Earlier this year I went to pick up an order I’d placed at one of my favorite local restaurants. On the door was a sign imploring people to “be kind to those that bothered to show up to work” and including the “nobody wants to work” tag line. The place has good food, the staff has always been friendly and pleasant, and I had never had a bad experience with either.
That was also the last time I will ever get food from there. (If I hadn’t already paid for it, I wouldn’t have gotten food from there then.) No, Owner Dude, no one wants to work for you for what you’re offering them or to put up with the way you’re treating them – that sign tells me exactly how you treat your employees.
Which will never end, as the Quants have figured out that they can just buy houses that meet certain criteria, lease them out at high rates, and sit back and collect rents like the good little rentiers their employers pay them to be. They may well keep it up until almost everyone else is broke and homeless, while most of the housing stock sits empty, because they can make money just trading the houses amongst themselves. Two such companies are PropertyQuants and TwoSigma, both using the same methodologies that have worked so well in the stock market and mortgage monification, at least for them. To oversimplify, buy 100 properties and group them together as a single investment with a mandated minimum rent per square foot, break it into a million small shares, then start microtrading the shares between investment houses using algorithmic trading systems on dedicated servers, automatically raising share value regardless of whether someone is trying to actually rent one.
Win/win/win, except of course for the people looking to buy or rent a house to live in, and they’re obviously not rich so they don’t count. It’s the same thing done to turn commercial properties in large cities into unrented but still quite valuable investment properties – while the official figure for NYC is only 48% occupancy (52% empty), others put it at closer to 10% (90% empty) in the post-Covid world if you only count offices actually being used. It is strongly believed that as the 10 year, 20 year, and of course shorter term contracts expire, they will not be renewed by their current holders.
In good news, the current NYC Mayor Eric Adams has said he’ll push to convert this unused office space into as many as 20,000 housing units, but since most of these are tied into investments with minimum rent agreements they’ll mostly just be yet more “investment-grade” luxury units, sitting empty and unused at $100-150/sq. foot/month.

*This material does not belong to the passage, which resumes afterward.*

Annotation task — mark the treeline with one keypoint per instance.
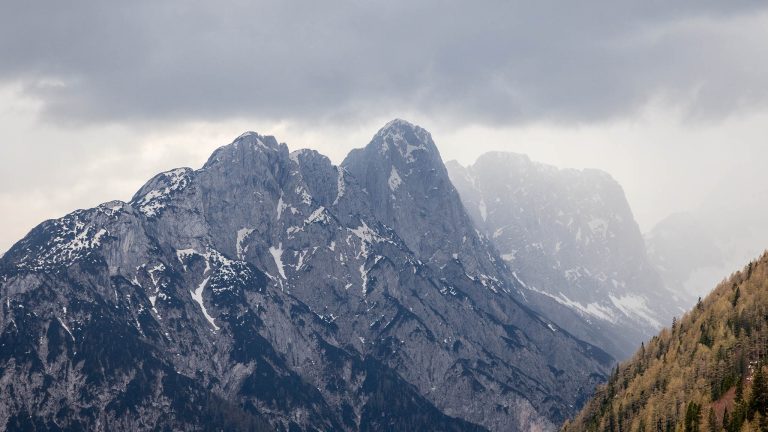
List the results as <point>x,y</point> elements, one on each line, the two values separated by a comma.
<point>707,372</point>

I don’t have an answer. I have a friend who tried to buy a 200-acre property to turn it into low income housing in the DC area. His proposal and bid was rejected for a lower bid that ended up building a golf course and a set of identical McMansions on quarter acre lots. As long as that keeps happening, there is no end in sight.
Can I tell you something?
Got to tell you one thing.
If you expect the freedom
That you say is yours,
Prove that you deserve it.
Help us to preserve it,
Or being free will just be
Words and nothing more.
fwiw, there might be another way to read those signs. it could be “people are here because they have to be, so please treat them well.”

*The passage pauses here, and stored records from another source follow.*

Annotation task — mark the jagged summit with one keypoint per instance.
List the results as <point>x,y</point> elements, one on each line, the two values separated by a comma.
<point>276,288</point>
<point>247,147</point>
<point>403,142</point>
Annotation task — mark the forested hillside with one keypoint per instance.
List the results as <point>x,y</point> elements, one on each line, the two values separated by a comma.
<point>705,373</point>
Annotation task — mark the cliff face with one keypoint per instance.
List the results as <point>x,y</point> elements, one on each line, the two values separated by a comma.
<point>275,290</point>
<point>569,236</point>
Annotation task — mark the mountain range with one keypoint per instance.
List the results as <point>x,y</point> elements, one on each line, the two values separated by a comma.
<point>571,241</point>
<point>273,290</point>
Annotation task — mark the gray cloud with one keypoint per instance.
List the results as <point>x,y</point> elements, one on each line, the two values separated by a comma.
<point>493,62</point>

it probably depends on the vibe of the place. if you really like the food, you could always try whispering a question to one of the people who work there.

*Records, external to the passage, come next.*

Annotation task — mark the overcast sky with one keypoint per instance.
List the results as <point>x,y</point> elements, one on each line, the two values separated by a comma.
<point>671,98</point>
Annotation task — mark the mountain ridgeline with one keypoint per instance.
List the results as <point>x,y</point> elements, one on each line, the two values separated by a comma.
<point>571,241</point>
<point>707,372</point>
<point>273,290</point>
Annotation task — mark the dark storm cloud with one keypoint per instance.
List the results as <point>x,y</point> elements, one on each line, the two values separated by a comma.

Well, except it had the “nobody wants to work” tagline.
IME that has become something of, if not quite a dog-whistle, an indication of the person’s mindset, in this case, the manager.
They’re pointing the finger outwards and blaming others for being lazy, or the “system” for providing too many benefits, instead of asking why no one wants to work for them.
It’s on my mind because just today our paper had a story about local restaurants getting back up to pre-pandemic hours of operation and mentioned that they’ve been able to staff back up…but noted that it was the businesses who treated their employees well who were able to do that.
you’re right that most phrase is most generally a complaint about “lazy workers”; but depending on the context it can also be a complaint about capitalism and the need for people to earn a living.
i feel like most jobs suck, and they keep us from the real work people would rather be doing.
the daily ins and outs of working at a grocery store during the pandemic was painful to say the least. everyone recognized that we were doing an essential service and that was a good thing. simultaneously, absolutely no one wanted to be there.
we showed up every day because we needed the job. ( so in that context, nobody wanted to work. )
Seriously, for the past two years, the media stories have amounted to “well, there’s no recession yet—but there could be!” What do they think is going to cause a recession? Inflation? Inflation is going down. Unemployment? Unemployment is low and businesses are still having trouble finding employees! Yet the media are just positively sweaty for there to be a recession to the point that they always caveat these numbers with statements suggesting a recession could be looming right around the corner! (Why? Who knows! Sounds scary, though!)
Then, in the same breath, the media says, “Why do people think the economy is doing badly when all the objective indicators say it’s doing well?”
As @ClutchLinkey mentioned - I could certainly go with “be nice to our employees” if it wasn’t for the additions. The phrases “those that bothered to show up” and “No one wants to work anymore” says to me that this wasn’t about customer’s interaction with the staff. The food is pretty good there, but hardly unique, and I hope the staff all find better jobs elsewhere.